More than 25,000 Burundian refugees living in seven camps in Tanzania register to return home, and a refugee delegation visits Burundi to help draw up plans for an organised return and to report back on conditions in their country.
14 March 2002
Two repatriated Burundian children at the Songore transit centre.

Two repatriated Burundian children at the Songore transit centre.

BUJUMBURA, Burundi, March 14 (UNHCR) - More than 25,000 Burundian refugees living in camps in western Tanzania have registered for voluntary repatriation under a programme initiated by the United Nations High Commissioner for Refugees in early February.

With thousands of refugees returning home spontaneously, frequently walking long distances through insecure areas and suffering occasional harassment, the refugee agency agreed to facilitate the return as part of a tripartite agreement with the governments of Burundi and Tanzania signed in mid-January.

Under the accord, UNHCR will transport the returnees to transit centres being established inside Burundi and provide them with a three-month food supply and basic domestic products. Most of the returnees are going to the communes of Makamba in southern Burundi and to Ruyigi in the eastern part of the country. The returns are expected to begin before Easter.

"We do not think that conditions in Burundi are good enough to return everybody regardless of whether they want to go or not," Kris Janowski, a UNHCR spokesman, said at a news briefing in Geneva on Tuesday.

"But these refugees really want to return and some have already done so through their own means, defying numerous dangers on the way, including combats and harassment," he added.

"We decided to help those going back to make their return a little safer."

Tanzania currently hosts some 350,000 Burundian refugees, most of whom fled the tiny central African country following the October 1993 assassination of Melchior Ndadaye, a Hutu and the country's first democratically elected president. The killing led to wide inter-communal violence.

But as a relative peace has returned to the landlocked nation, refugees have been returning spontaneously, especially since the installation of the Transitional Government in Bujumbura in November 2001. Last year some 25,000 Burundians made the trip home on their own.

In order to inform those that remain in seven camps in western Tanzania about the situation in Burundi, a delegation of six refugees travelled to the country on an inspection visit last week. They attended a session of the Burundian National Assembly and met with top officials, including Stefano Severe, the UNHCR representative in Burundi.

"Many things have changed for the better since my departure from Burundi, but many of the houses destroyed by the war have not yet been rebuilt and those displaced have yet to return home," said Laurent Harusha, an assistant paramedic in the Kitali camp in Tanzania and a member of the delegation.

"The reconstruction of the houses and the return of those displaced would encourage many of the refugees to return," Harusha added. "The presence of soldiers and young police officers along the roads made me realise that security has yet to be fully restored."

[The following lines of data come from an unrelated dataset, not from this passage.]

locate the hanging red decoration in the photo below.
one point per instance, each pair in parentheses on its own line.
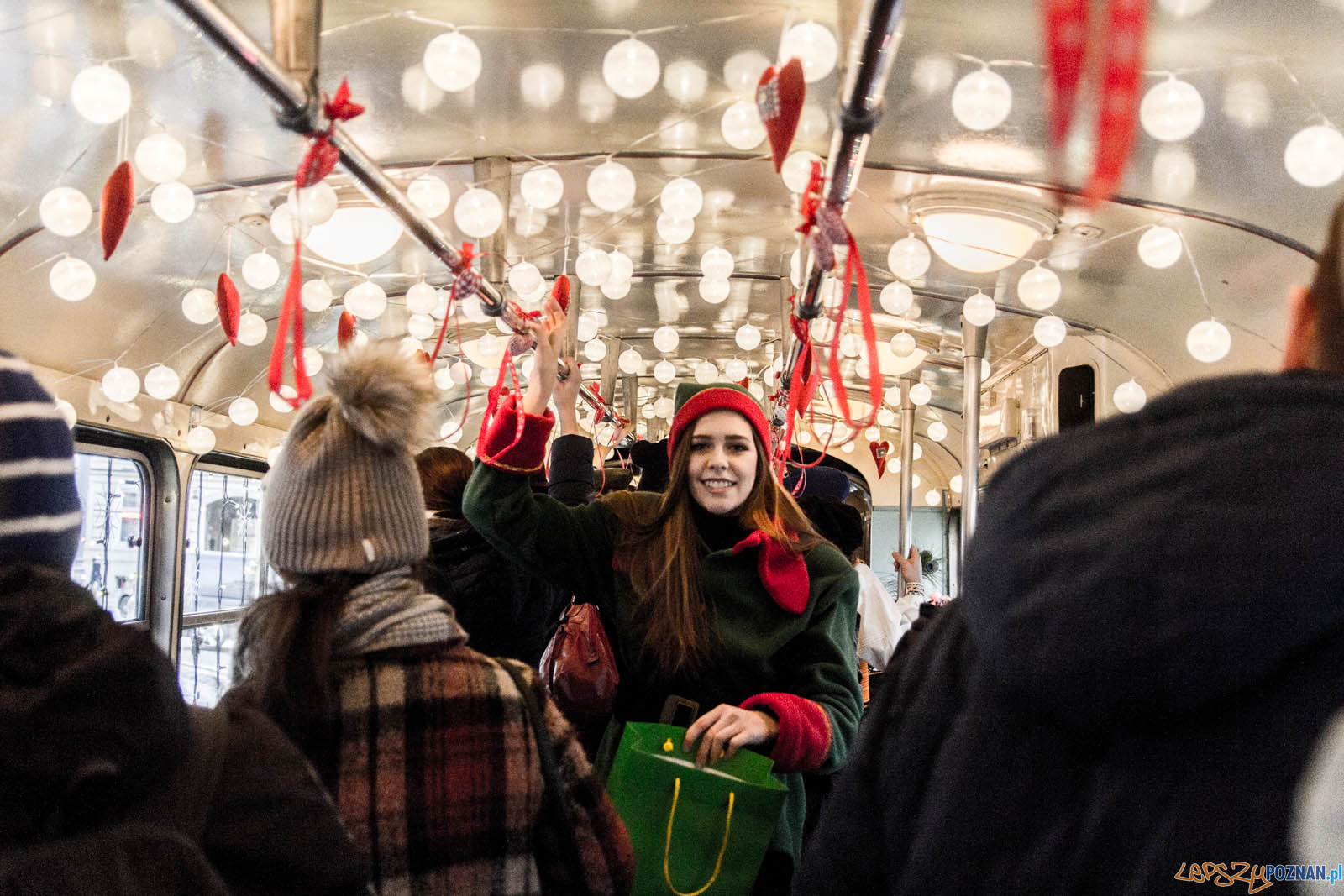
(879,456)
(319,161)
(228,307)
(1066,38)
(344,329)
(780,94)
(118,197)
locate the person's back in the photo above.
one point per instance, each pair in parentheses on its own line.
(1149,642)
(109,782)
(423,741)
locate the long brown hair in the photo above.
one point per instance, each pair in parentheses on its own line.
(284,660)
(659,553)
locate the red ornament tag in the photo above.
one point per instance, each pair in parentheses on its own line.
(780,94)
(879,456)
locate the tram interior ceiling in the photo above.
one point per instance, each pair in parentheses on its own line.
(620,144)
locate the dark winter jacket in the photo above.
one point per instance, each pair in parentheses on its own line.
(93,725)
(1149,642)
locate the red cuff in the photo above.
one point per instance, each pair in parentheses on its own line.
(804,741)
(501,446)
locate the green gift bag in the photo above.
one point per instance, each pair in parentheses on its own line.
(696,832)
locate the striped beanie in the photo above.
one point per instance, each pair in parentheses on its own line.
(344,493)
(39,504)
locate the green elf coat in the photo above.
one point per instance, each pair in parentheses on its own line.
(793,661)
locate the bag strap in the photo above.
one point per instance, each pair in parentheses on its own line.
(553,795)
(667,849)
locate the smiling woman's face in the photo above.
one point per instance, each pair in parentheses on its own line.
(723,461)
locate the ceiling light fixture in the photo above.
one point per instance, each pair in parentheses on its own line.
(981,230)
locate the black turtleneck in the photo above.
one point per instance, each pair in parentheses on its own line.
(718,532)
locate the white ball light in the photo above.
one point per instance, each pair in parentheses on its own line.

The delegation members are expected to work with UNHCR in Burundi in drawing up a detailed plan for the organised repatriation of the refugees once security conditions permit.

During their visit, the delegation ran into groups of Burundians returning home on their own from Tanzania. At the Makamba frontier post, for example, they spoke with a group of 60 returnees. The delegation members were also able to spend a weekend in their hometowns, where they met the local population and provincial officials.

"In my village," delegation member Ruhaza Mathilde said, "new schools and health clinics have been built by UNHCR, and everyone now has access to drinking water, even a bank has been built in my province's main town. Schools to teach adults to read and write have been built by Action AID."

"As soon as I go back to the camp, I am going to explain that the process of reconciliation needs time," said Mathilde, a social worker at the Mtendeli camp. "But the people in the camps are tired by negotiations that never end."